El apertura bahiense repasó su carrera en Europa. Hoy es el único jugador de nuestra ciudad en el rugby italiano.

Bautista en acción con Villorba, su club en la actualidad. Fotos: Archivo La Nueva y gentileza Bautista Vila.

(Nota de la edición impresa)

Uno de los buenos jugadores que dio el rugby bahiense gracias a la cantera del club Argentino, transita los últimos años de su ciclo como profesional en Italia.

Juan Bautista Vila armó la valija en 2015 y a los 23 años viajó a Europa en busca de una oportunidad en el rugby "semi pro", sobre la huella de otros bahienses. Acá había mostrado su talento en juveniles -ascendió con la URS en el Argentino, como capitán- y en el plantel superior del Chancho, aunque sólo por dos temporadas y media.

Vila, de familia de rugby tradicional en Argentino, creció y maduró como profesional en CAU Valencia (DH B de España), Deal and Betteshanger RFC de Inglaterra (división regional 1), Fogliano Redipuglia (Serie C de Italia), Venjulia Rugby Trieste (Serie B de Italia) y en Villorba (hoy en Serie A de Italia), su casa desde hace tres años y medio.

Hoy es el único jugador de nuestro medio en actividad en Italia, en las categorías principales.

"Venía de un fin de temporada con algunas lesiones y, al inicio de la actual, hablando con el entrenador, medio que me advirtió que se me iba a reducir el tiempo de juego para este año por el tema del cupo de extranjeros. Acá en Italia tienen una política estricta y por momentos extraña: no depende del pasaporte sino de que hayas tenido la formación en el país. En este momento somos seis jugadores considerados extranjeros en el plantel y por reglamento se pueden presentar tres. Y solo dos pueden estar en la cancha al mismo tiempo. Eso limita las posibilidades para algunos", explicó Bautista sobre su presente, en diálogo con “La Nueva.”.

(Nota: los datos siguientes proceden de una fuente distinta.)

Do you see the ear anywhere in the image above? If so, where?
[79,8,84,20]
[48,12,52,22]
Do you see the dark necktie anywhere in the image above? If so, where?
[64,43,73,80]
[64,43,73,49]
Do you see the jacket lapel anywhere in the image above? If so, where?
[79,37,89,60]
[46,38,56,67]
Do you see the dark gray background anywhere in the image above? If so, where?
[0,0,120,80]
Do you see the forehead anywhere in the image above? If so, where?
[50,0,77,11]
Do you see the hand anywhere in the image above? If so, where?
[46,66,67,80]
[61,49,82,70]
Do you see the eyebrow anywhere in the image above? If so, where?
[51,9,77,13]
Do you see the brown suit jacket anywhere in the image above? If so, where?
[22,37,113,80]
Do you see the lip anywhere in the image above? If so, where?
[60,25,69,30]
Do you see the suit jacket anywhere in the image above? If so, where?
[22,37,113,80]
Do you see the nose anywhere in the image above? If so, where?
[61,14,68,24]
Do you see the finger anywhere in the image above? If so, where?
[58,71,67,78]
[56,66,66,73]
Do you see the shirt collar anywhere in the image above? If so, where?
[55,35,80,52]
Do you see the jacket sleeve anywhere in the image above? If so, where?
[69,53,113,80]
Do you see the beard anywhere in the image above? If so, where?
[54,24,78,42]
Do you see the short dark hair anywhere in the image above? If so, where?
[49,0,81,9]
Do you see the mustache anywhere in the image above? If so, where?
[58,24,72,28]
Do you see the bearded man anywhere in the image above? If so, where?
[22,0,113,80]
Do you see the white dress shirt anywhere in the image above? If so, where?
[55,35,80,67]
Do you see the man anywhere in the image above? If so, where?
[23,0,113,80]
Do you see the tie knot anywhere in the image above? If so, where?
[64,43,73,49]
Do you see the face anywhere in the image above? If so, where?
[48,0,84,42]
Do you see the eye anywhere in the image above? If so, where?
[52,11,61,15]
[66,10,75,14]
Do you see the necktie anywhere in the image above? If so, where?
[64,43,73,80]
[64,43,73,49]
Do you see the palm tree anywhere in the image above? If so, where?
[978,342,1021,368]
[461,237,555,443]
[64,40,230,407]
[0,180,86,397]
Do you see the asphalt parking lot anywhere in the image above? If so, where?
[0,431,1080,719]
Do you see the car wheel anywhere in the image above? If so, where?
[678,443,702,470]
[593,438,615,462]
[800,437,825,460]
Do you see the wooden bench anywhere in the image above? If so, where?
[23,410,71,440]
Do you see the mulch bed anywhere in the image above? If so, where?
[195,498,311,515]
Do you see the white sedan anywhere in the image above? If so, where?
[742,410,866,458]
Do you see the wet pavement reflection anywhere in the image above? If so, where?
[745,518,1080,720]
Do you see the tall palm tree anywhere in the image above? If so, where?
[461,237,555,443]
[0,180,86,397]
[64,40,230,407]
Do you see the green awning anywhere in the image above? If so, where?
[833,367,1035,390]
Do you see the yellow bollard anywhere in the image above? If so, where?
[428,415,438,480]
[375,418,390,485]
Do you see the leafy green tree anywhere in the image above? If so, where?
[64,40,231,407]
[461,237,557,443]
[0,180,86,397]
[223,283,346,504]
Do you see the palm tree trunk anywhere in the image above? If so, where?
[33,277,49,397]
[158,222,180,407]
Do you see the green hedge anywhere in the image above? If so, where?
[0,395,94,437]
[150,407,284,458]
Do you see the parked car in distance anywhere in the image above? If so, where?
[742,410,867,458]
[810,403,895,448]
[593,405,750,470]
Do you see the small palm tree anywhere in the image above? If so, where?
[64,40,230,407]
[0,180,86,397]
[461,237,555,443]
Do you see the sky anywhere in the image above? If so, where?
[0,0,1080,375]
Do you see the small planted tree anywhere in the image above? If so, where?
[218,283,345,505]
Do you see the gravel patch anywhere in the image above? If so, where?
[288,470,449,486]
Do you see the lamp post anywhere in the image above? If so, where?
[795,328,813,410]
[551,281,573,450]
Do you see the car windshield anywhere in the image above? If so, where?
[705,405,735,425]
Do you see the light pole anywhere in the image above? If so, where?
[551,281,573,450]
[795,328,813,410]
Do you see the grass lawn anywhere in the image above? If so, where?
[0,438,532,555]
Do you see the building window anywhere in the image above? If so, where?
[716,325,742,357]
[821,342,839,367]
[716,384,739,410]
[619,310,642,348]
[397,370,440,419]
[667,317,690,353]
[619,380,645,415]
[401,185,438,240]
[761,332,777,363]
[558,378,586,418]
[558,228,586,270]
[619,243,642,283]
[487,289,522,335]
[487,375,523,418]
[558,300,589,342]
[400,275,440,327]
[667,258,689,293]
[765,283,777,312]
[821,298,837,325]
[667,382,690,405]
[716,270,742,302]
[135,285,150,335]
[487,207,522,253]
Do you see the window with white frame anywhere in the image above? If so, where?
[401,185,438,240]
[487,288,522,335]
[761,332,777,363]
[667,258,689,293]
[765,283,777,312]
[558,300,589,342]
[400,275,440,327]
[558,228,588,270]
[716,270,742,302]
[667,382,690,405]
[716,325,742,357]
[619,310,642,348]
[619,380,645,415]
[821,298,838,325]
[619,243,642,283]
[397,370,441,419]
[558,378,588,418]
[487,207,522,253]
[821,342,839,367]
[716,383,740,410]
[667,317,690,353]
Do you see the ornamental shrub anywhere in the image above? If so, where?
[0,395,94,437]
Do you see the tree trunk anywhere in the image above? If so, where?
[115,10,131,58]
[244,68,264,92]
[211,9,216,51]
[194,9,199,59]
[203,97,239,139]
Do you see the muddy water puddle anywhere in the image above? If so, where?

Bautista junto con Mateo Bast, capitán y subcapitán de Sur M18 que ascendió a zona Campeonato del Argentino juvenil 2010.

"Decidí enfocarme en mi trabajo con dos agencias de turismo. La verdad es que con 32 años, viendo que son mis últimos años años de deporte y sumando a que en Italia no es sencillo seguir viviendo del rugby, me contenté más jugando partidos en lo que sería la Intermedia, que me da más flexibilidad. Después de varios años de cambiar de club y ciudad, busco encontrar una estabilidad para después si disfrutar mis últimos años en el deporte. Serán unos seis o siete y se termina esto tan lindo que es jugar", dijo el bahiense, radicado en Véneto, cuna del rugby azzurro.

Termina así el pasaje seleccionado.